Abstract: This paper presents the use of eye tracking data in Magnetic AngularRate Gravity

(MARG)-sensor based head orientation estimation. The approach presented here can be deployed

in any motion measurement that includes MARG and eye tracking sensors (e.g., rehabilitation

robotics or medical diagnostics). The challenge in these mostly indoor applications is the presence

of magnetic field disturbances at the location of the MARG-sensor. In this work, eye tracking data

(visual fixations) are used to enable zero orientation change updates in the MARG-sensor data fusion

chain. The approach is based on a MARG-sensor data fusion filter, an online visual fixation detection

algorithm as well as a dynamic angular rate threshold estimation for low latency and adaptive

head motion noise parameterization.

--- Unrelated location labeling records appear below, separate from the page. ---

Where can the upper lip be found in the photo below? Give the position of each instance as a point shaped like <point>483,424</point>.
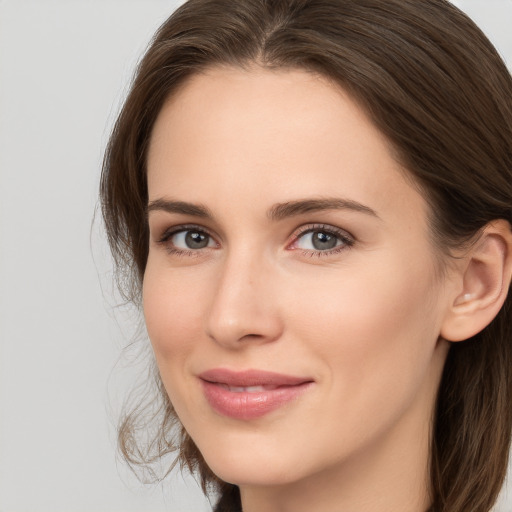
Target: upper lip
<point>248,378</point>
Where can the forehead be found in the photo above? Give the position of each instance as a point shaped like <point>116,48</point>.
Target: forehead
<point>278,135</point>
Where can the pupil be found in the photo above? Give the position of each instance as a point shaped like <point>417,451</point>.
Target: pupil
<point>323,241</point>
<point>196,240</point>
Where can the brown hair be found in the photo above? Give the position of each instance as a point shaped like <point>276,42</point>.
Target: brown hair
<point>437,89</point>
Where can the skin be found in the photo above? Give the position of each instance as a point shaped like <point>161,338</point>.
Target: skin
<point>363,321</point>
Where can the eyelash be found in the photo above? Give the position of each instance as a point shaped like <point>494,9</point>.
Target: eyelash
<point>347,240</point>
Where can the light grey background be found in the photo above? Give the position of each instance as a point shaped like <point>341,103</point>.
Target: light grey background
<point>64,68</point>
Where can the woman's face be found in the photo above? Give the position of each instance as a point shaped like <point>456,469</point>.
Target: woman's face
<point>292,294</point>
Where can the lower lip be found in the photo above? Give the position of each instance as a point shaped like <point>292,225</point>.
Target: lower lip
<point>248,406</point>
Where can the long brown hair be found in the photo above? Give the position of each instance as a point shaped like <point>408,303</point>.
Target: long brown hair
<point>438,90</point>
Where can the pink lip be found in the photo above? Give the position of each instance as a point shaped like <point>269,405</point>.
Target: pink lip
<point>277,391</point>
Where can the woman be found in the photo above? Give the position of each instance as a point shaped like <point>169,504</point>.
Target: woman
<point>314,200</point>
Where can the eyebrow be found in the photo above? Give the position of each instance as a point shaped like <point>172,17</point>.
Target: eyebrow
<point>294,208</point>
<point>169,206</point>
<point>277,212</point>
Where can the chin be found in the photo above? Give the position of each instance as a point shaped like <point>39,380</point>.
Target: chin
<point>254,463</point>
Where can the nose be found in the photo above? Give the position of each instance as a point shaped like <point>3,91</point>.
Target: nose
<point>244,307</point>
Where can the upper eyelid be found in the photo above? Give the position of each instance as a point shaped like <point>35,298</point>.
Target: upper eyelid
<point>167,233</point>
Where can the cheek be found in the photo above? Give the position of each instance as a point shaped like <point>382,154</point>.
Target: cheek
<point>376,326</point>
<point>173,313</point>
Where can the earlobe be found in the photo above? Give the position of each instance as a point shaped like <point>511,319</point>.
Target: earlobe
<point>485,276</point>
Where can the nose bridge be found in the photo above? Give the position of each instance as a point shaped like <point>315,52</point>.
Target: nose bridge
<point>242,306</point>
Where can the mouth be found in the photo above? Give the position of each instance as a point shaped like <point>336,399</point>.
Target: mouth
<point>250,394</point>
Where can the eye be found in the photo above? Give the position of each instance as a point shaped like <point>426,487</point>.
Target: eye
<point>191,239</point>
<point>322,239</point>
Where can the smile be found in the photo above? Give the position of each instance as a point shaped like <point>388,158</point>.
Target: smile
<point>250,394</point>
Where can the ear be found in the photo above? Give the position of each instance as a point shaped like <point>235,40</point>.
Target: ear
<point>482,283</point>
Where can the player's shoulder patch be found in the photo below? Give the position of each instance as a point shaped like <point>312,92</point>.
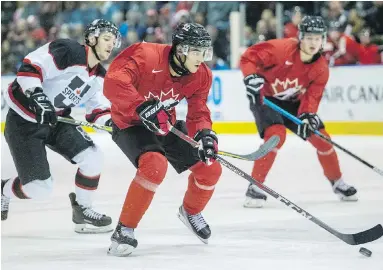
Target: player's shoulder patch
<point>67,52</point>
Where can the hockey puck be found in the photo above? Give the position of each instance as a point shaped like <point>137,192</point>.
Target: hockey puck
<point>365,252</point>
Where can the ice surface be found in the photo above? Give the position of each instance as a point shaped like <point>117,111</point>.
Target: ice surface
<point>39,234</point>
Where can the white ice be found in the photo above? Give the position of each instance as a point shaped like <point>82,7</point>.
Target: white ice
<point>39,234</point>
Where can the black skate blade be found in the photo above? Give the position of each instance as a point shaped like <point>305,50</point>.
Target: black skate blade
<point>363,237</point>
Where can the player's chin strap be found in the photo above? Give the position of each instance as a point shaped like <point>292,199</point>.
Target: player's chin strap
<point>180,70</point>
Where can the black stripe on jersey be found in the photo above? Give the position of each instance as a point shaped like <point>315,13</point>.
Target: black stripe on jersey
<point>29,70</point>
<point>67,53</point>
<point>92,117</point>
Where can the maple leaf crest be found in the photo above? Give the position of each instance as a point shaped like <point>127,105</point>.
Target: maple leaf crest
<point>169,99</point>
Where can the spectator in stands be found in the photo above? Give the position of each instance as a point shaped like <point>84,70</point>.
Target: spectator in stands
<point>369,53</point>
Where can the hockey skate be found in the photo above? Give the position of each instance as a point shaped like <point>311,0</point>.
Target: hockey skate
<point>255,197</point>
<point>87,220</point>
<point>196,223</point>
<point>344,191</point>
<point>123,241</point>
<point>4,202</point>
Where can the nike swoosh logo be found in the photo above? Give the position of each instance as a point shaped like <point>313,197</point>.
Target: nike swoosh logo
<point>156,71</point>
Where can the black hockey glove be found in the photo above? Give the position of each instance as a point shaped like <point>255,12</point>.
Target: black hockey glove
<point>311,122</point>
<point>254,83</point>
<point>109,122</point>
<point>154,116</point>
<point>208,145</point>
<point>42,107</point>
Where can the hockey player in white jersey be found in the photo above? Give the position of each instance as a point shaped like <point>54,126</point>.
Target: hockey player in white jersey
<point>51,80</point>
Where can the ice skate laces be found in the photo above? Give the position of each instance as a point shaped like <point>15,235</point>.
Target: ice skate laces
<point>127,232</point>
<point>90,213</point>
<point>4,203</point>
<point>197,221</point>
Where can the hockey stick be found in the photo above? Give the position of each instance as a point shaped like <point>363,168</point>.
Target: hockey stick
<point>261,152</point>
<point>297,121</point>
<point>351,239</point>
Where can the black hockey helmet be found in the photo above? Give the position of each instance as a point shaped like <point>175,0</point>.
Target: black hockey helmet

In this work we use an adaptation of Madgwicks gradient

descent filter for MARG-sensor data fusion, but the approach could be used with any other data

fusion process. The presented approach does not rely on additional stationary or local environmental

references and is therefore self-contained. The proposed system is benchmarked against a Qualisys

motion capture system, a gold standard in human motion analysis, showing improved heading

accuracy for the MARG-sensor data fusion up to a factor of 0.5 while magnetic disturbance is present.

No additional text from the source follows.